BTW It is wonderful to see speed! I am just trying to be “scientifically careful” with the conclusions because nearest neighbors is a really useful tool and I depend a lot on NearestNeighbors.jl in my own packages. If @djpasseyjr could show that there is a real advantage here, I could consider taking a more in-depth look into Shrike.jl to use it in future projects.
Glancing at your code, it should be possible to make it faster still — it seems like you do a lot of “vectorized” programming (ala Matlab/NumPy) allocating arrays in what look like critical loops.
Just as a note regarding NearestNeighbors.jl, due to curse of dimensionality, the kd-tree becomes very bad for high dimensional data (k-d tree - Wikipedia) You want something like N >> 2^k to use it where N is the number of points and k is the dimension.
The original motivation of NearestNeighbors.jl was to run it on geometrical queries (so mostly 2D and 3D) so it is likely there it will perform the best.
Very nice work. I too have implemented ANN algorithms in Julia (unreleased so far) which perform comparable to C++ implementations in vastly fewer lines of code.
Have you seen http://ann-benchmarks.com/? It would be good to get this in there for a more comprehensive comparison.
For example, on the function traverse_tree you could probably preallocate the mask array and the _get_split array. Which would increase performance a little bit.
The way I see it, it depends on what you need. If you need the exact k nearest neighbors, then stick with NearestNeighbors.jl. If 80% of the exact nearest neighbors (with the remaining being 20% points that are close) is good enough, then you can get a speed boost by using an approximate nearest neighbors algorithm.
In this paper, the authors construct a nearest neighbor graph, by drawing edges between a point and it’s nearest neighbors. Because the graph just gives a topology to the data, and it doesn’t need to be exact, they use an approximate nearest neighbors search to speed things up.

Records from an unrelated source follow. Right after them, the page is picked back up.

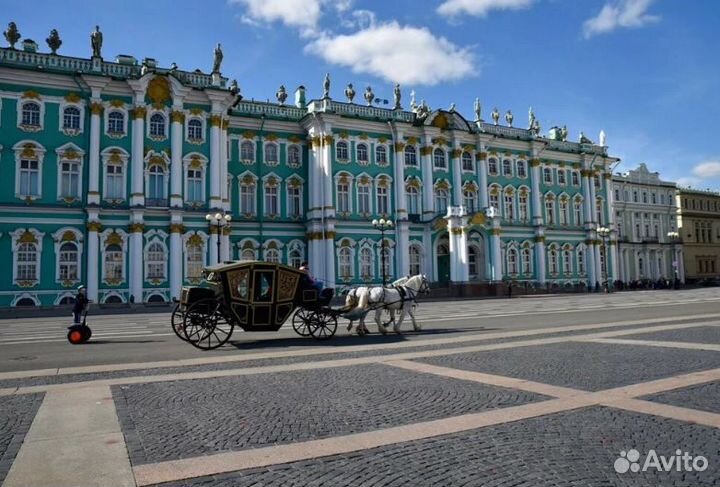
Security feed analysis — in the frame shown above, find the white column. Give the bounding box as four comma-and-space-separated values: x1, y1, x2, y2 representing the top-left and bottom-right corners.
130, 105, 146, 206
534, 241, 547, 284
170, 111, 185, 207
210, 113, 222, 209
85, 222, 100, 303
208, 233, 218, 265
420, 145, 435, 215
130, 227, 143, 303
87, 98, 103, 205
395, 220, 410, 277
170, 223, 183, 299
450, 144, 467, 207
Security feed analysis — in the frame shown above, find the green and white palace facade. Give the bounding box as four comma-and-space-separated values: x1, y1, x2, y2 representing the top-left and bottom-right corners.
0, 39, 618, 306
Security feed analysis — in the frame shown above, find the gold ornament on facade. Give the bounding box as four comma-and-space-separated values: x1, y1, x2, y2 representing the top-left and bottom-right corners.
133, 105, 147, 119
147, 76, 170, 106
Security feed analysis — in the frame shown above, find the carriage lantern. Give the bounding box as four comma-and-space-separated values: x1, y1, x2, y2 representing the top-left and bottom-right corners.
372, 218, 393, 286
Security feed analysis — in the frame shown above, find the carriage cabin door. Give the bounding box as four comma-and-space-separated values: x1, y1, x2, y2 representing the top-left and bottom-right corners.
436, 239, 450, 284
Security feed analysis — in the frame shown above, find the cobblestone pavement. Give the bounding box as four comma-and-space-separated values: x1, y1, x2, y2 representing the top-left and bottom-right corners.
419, 343, 720, 391
0, 394, 43, 485
0, 304, 720, 487
113, 365, 548, 464
152, 407, 720, 487
643, 382, 720, 414
623, 326, 720, 345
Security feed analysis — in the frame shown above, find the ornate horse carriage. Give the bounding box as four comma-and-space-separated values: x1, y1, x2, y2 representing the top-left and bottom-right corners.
172, 261, 346, 350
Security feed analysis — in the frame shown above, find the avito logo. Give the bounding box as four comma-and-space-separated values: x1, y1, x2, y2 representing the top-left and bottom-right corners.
614, 449, 708, 473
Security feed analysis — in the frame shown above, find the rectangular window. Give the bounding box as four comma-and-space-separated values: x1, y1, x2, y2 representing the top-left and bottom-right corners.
20, 159, 40, 196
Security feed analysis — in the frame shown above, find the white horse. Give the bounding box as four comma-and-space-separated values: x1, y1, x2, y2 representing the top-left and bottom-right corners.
357, 274, 430, 335
342, 276, 408, 335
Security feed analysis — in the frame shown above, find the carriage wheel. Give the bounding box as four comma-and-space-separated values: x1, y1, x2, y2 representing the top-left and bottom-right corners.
183, 298, 233, 350
170, 304, 187, 342
310, 313, 337, 340
293, 308, 315, 337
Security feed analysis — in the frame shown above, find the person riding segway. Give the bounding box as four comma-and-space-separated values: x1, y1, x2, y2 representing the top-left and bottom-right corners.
67, 285, 92, 345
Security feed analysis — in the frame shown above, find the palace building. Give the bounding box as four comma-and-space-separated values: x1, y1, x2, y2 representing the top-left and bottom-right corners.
0, 26, 619, 306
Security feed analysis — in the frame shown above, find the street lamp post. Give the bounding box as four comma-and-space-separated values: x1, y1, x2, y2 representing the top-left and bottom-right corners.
668, 232, 680, 289
205, 212, 232, 264
597, 227, 610, 293
372, 218, 393, 287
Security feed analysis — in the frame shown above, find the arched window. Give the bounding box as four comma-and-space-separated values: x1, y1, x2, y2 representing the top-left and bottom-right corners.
433, 148, 447, 169
148, 164, 165, 201
360, 247, 374, 279
240, 140, 255, 162
146, 242, 166, 279
63, 107, 80, 130
22, 101, 40, 127
408, 245, 422, 276
462, 151, 475, 171
338, 247, 352, 280
357, 144, 368, 164
150, 113, 165, 138
405, 145, 417, 167
405, 186, 420, 215
59, 161, 80, 198
375, 145, 387, 166
188, 118, 203, 141
335, 140, 348, 161
58, 242, 78, 281
520, 247, 532, 276
108, 110, 125, 135
488, 157, 497, 176
265, 249, 280, 264
265, 143, 278, 166
507, 247, 518, 275
435, 188, 448, 213
104, 244, 123, 281
17, 242, 39, 281
288, 145, 302, 167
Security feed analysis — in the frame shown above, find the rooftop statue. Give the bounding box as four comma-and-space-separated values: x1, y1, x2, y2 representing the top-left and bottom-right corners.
393, 83, 402, 110
3, 22, 20, 49
213, 42, 223, 73
473, 97, 482, 122
45, 29, 62, 54
90, 25, 102, 57
275, 85, 287, 105
363, 86, 375, 106
345, 83, 355, 103
323, 73, 330, 98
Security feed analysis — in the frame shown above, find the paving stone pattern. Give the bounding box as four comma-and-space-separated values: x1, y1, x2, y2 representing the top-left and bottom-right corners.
0, 394, 45, 484
620, 326, 720, 345
112, 365, 548, 465
149, 407, 720, 487
642, 382, 720, 414
418, 343, 720, 391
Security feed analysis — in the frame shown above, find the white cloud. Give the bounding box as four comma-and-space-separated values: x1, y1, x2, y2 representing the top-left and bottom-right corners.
437, 0, 535, 17
693, 160, 720, 178
305, 21, 475, 85
583, 0, 660, 39
229, 0, 326, 35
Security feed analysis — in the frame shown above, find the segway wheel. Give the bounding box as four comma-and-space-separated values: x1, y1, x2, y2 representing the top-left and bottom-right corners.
68, 328, 84, 345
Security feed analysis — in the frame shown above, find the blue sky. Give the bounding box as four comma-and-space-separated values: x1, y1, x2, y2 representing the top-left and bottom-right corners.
5, 0, 720, 190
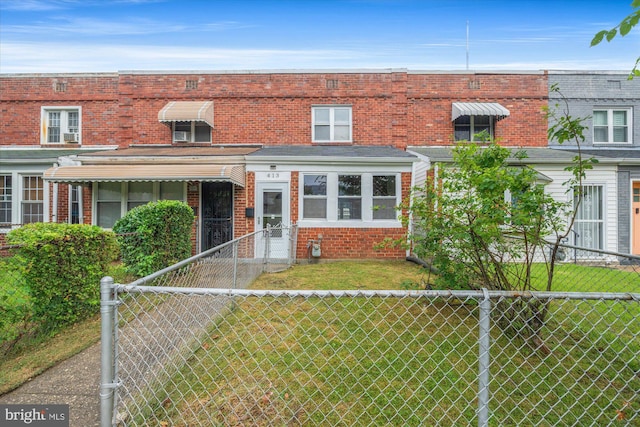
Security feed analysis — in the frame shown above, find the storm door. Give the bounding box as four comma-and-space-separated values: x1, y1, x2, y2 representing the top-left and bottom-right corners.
256, 182, 290, 258
200, 182, 233, 251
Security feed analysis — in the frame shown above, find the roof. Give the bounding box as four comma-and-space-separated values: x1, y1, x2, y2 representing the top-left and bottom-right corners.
407, 146, 602, 164
44, 163, 245, 187
78, 144, 260, 162
247, 145, 416, 162
557, 148, 640, 159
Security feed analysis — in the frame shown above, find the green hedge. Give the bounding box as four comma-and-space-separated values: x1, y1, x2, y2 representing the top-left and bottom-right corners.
113, 200, 195, 276
7, 223, 118, 333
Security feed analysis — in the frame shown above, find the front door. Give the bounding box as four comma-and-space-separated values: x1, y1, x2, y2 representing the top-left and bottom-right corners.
256, 182, 290, 258
200, 182, 233, 252
631, 181, 640, 255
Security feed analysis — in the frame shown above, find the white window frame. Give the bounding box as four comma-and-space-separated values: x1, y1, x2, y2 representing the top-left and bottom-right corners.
571, 183, 607, 257
0, 173, 15, 225
591, 107, 633, 145
311, 105, 353, 144
453, 115, 496, 142
171, 121, 212, 144
299, 173, 329, 220
40, 105, 82, 145
298, 170, 402, 228
92, 181, 187, 228
67, 184, 84, 224
19, 174, 47, 225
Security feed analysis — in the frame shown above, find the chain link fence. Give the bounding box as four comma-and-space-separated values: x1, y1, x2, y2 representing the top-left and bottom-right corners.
101, 234, 640, 426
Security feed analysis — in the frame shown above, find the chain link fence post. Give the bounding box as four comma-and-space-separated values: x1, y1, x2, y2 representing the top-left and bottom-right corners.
478, 288, 491, 427
100, 276, 116, 427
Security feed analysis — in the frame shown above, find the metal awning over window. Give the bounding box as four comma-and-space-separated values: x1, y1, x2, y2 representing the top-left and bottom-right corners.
451, 102, 509, 121
158, 101, 213, 127
44, 164, 245, 187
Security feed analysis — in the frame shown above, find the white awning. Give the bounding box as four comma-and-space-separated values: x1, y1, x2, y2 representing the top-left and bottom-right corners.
44, 164, 245, 187
158, 101, 213, 127
451, 102, 509, 121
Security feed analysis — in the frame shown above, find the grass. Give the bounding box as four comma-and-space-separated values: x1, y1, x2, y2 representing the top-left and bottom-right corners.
5, 261, 640, 425
0, 317, 100, 395
122, 262, 640, 426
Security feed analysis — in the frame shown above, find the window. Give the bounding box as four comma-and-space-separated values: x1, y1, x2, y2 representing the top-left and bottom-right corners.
0, 175, 12, 224
41, 107, 81, 144
300, 172, 401, 227
312, 107, 351, 142
21, 176, 44, 224
373, 175, 397, 219
173, 121, 211, 142
338, 175, 362, 219
94, 182, 185, 228
127, 182, 153, 211
593, 108, 631, 144
302, 175, 327, 219
453, 116, 494, 141
573, 185, 604, 254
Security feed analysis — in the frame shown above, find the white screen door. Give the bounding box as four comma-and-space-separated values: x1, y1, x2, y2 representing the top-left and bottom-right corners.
255, 182, 290, 258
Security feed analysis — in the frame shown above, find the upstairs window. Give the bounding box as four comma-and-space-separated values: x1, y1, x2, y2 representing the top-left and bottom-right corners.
158, 101, 213, 143
312, 106, 352, 142
593, 108, 631, 144
173, 122, 211, 143
453, 116, 494, 141
41, 107, 81, 144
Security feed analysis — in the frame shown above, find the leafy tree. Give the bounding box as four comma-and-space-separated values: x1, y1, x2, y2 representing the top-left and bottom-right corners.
403, 88, 594, 353
591, 0, 640, 80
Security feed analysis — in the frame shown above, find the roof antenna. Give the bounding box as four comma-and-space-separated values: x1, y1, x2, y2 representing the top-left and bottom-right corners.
467, 19, 469, 71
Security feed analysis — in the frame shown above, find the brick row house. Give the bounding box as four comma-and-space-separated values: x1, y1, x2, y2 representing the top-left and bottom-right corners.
0, 69, 638, 259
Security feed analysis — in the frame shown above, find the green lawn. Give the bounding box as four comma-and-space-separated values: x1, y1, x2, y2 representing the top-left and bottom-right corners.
124, 262, 640, 426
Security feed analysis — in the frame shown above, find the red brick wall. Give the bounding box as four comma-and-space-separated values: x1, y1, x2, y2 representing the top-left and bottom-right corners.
0, 72, 548, 148
0, 71, 548, 258
120, 73, 406, 147
0, 74, 118, 147
407, 73, 548, 147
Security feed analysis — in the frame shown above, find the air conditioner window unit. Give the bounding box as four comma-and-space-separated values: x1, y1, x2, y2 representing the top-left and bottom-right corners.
173, 130, 191, 142
64, 133, 78, 142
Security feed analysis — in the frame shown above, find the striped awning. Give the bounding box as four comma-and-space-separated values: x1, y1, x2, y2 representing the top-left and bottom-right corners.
44, 164, 245, 187
158, 101, 213, 127
451, 102, 509, 121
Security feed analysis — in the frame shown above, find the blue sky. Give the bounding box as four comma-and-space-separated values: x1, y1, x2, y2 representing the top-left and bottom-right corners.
0, 0, 640, 73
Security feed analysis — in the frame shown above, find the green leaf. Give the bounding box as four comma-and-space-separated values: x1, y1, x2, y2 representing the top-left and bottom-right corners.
620, 21, 633, 37
591, 30, 607, 46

Other than thinking about ANN vs exact, I also think it is quite important to also benchmark the two packages on your specific data set. As an example using 3-dimensional points (and please correct me if I messed up some of the hyper parameters for Shrike.jl, I used those I found in the READMEl):
julia> dim = 3; n_points = 10^4; X = rand(dim, n_points); k = 10;
julia> using Shrike;
julia> @time shi = ShrikeIndex(X; depth=6, ntrees=5);
0.199808 seconds (3.00 k allocations: 11.166 MiB)
julia> @time nn = allknn(shi, k; vote_cutoff=1, ne_iters=0);
13.058128 seconds (379.93 k allocations: 358.101 MiB, 76.59% gc time)
julia> using NearestNeighbors;
julia> @time kd_tree = KDTree(X);
0.006030 seconds (27 allocations: 657.781 KiB)
julia> @time nn2 = knn(kd_tree, X, k);
0.017842 seconds (50.01 k allocations: 5.112 MiB)
Read the performance tips in the manual. Another productive thing to do is to post a small self-contained snippet of the most performance-critical section of your code, along with sample inputs, and ask for advice on speeding it up.